Previous studies have suggested the following risk factors for HCV familial clustering: long-term relationship with index cases, long-term marriage with index cases [21], advanced age [20], index cases with severe liver disease (cirrhosis and liver carcinoma) [22], family members who consume alcohol [23], having a history of intravenous drug abuse or incarceration, blade/needle sharing [24], having contact with patients with hepatic encephalopathy [20], and even first-degree relatives, based on genetic predisposition [17]. The current study confirmed that long-term exposure to HCV patients was associated with familial clustering of HCV. This study also showed that low family income was a risk factor, and blood transmission was negatively associated with familial clustering of HCV.

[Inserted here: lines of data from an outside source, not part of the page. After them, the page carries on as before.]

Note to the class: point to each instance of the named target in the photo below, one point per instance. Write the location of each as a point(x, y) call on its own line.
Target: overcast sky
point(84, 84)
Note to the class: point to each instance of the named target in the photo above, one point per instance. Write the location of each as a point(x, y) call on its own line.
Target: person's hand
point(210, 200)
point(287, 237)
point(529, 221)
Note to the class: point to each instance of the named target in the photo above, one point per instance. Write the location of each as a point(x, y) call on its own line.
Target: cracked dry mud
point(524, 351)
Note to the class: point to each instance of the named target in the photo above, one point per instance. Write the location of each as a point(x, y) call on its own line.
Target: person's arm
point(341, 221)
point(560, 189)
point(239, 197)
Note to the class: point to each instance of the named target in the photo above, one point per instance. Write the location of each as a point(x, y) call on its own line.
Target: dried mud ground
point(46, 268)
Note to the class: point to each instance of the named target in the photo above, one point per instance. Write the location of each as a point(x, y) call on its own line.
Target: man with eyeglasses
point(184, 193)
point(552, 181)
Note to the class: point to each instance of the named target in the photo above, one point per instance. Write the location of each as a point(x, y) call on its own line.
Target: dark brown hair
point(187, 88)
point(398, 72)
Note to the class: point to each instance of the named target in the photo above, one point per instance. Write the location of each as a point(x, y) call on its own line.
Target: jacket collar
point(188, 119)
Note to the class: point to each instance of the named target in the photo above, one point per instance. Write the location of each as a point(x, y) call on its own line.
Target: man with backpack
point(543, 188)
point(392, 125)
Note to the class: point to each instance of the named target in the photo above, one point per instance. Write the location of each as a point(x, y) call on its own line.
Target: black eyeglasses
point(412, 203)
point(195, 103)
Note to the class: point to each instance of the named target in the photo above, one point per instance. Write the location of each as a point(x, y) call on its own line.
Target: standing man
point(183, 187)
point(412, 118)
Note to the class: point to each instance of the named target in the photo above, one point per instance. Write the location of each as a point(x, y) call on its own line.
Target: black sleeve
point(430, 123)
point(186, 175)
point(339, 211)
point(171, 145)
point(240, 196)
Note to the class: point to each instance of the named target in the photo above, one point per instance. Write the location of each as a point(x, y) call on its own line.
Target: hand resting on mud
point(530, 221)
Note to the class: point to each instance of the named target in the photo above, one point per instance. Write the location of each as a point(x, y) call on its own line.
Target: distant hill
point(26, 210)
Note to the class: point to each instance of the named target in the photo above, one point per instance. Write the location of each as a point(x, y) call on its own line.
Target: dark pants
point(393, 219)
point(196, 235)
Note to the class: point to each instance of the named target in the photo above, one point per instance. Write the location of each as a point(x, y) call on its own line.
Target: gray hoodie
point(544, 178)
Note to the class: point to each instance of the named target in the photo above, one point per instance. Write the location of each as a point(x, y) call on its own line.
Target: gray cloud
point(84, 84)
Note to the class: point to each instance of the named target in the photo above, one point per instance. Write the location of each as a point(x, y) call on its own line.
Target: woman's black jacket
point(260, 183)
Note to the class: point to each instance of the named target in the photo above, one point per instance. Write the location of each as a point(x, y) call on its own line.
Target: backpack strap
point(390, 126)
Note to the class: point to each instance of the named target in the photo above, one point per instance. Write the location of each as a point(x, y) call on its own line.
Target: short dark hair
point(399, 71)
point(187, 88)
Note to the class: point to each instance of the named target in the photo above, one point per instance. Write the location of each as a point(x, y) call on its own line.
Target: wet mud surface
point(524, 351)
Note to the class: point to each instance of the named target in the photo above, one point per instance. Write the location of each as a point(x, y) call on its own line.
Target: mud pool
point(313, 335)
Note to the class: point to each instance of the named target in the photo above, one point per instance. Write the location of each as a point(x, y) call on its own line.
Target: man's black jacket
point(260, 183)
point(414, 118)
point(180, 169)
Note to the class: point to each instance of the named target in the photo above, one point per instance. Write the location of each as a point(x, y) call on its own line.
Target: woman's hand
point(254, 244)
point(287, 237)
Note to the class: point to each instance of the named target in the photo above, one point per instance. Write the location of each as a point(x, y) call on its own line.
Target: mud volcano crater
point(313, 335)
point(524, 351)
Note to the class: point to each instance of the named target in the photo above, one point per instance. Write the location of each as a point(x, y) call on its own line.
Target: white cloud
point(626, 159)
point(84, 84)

In household settings, family members have more opportunities to be exposed to the blood and body fluid, such as saliva and sperm, of index cases, which has been demonstrated to be HCV RNA-positive [25], resulting in the risk of intrafamilial transmission.
In low-income areas, sharing hygienic products, such as shaving razors, toothbrushes, and nail clippers is common due to ignorance about sanitation and lack of resources. Sharing hygienic items is an important risk factor for HCV transmission [16, 24]. As mentioned, in low-income areas, DAAs treatment may not be available for reasons of expense, which makes it more important to raise awareness about the facts of HCV intrafamilial transmission.
Compared with the control group, blood transmission was a less common route for infection in the familial clustering group, perhaps because the majority of familial clustering patients were infected with HCV through household contact rather than blood transfusion.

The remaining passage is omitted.